The grandfather clock struck midnight, its chimes echoing through the house. Angelica raised her glass, holding it in the air until the sound had ceased. She brought it to her lips then, sipping at the red wine with a slight grimace. It was not her favourite drink, but it would be wrong for her to drink anything else.
She looked down at the phone on the coffee table next to her. It was not her turn this year. Any moment now …
The phone rang out loudly in the silence. Angelica waited for the second ring out of habit more than anything else – she was used to hovering a hand over the phone at work, in case the caller hung up – then picked up the receiver and held it tightly against her ear.
‘Hey, sis,’ the voice on the other end said. It sounded groggy.
‘Hey, bro,’ Angelica responded with a tired grin. ‘What are you drinking?’
‘It’s cheap,’ her brother replied, ‘and it’s red. And it’s nasty.’
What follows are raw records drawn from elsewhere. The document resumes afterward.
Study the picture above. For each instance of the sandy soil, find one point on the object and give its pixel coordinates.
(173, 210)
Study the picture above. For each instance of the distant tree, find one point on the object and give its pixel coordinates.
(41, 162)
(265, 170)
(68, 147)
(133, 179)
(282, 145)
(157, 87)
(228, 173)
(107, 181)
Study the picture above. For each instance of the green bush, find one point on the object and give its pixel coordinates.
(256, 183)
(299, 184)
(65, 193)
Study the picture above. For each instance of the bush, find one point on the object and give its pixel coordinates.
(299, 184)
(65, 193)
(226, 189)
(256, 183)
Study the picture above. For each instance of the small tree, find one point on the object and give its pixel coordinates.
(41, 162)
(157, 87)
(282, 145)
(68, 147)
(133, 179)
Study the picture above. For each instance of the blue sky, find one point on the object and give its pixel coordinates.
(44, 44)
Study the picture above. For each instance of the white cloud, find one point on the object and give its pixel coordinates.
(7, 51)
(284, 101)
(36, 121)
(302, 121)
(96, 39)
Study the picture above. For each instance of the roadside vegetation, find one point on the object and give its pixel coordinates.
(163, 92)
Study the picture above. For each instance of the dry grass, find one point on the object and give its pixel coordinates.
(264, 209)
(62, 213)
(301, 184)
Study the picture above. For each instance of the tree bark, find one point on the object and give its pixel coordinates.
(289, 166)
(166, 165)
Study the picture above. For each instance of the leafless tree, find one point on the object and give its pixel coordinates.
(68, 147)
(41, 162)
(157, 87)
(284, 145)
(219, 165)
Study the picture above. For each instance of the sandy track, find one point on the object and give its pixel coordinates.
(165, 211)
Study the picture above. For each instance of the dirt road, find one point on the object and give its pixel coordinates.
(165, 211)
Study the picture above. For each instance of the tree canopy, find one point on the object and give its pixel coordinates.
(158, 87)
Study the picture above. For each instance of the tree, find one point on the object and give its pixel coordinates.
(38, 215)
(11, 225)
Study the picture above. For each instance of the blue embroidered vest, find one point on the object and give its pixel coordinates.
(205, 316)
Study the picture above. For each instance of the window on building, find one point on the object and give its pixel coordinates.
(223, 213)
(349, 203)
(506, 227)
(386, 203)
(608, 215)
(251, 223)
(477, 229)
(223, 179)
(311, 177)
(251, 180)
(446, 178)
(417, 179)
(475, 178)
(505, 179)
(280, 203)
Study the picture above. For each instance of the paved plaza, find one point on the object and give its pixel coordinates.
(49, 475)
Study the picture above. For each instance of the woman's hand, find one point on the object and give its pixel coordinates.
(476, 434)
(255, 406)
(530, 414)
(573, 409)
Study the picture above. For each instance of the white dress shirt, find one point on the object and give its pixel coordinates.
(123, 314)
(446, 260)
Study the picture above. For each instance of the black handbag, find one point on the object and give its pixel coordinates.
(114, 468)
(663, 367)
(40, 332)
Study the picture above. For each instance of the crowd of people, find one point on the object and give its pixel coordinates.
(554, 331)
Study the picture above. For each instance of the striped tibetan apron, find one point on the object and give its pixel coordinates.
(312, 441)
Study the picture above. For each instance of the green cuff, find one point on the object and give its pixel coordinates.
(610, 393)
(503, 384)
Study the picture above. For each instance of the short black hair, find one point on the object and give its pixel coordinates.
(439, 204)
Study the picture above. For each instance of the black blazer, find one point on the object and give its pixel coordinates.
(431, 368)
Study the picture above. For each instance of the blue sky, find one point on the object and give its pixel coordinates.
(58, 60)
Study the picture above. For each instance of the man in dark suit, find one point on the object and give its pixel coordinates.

This had become their routine, a kind of tradition. Every year on the eve of their mother’s death, they would sit up until midnight with a glass of their mother’s favourite red wine. Then one of them would call the other – predetermined by who had made the call the previous year – and they would talk until they had both finished their wine.
‘You know,’ Angelica had said to her brother at their mother’s funeral, ‘she told me before she died that she was worried we might not speak to one other as much now that both her and dad are gone. She said we both have our own families, our careers, and we live at opposite ends of the country …’
So they had agreed at the wake to dedicate that night every year to their mother, to make sure that her fears never became reality.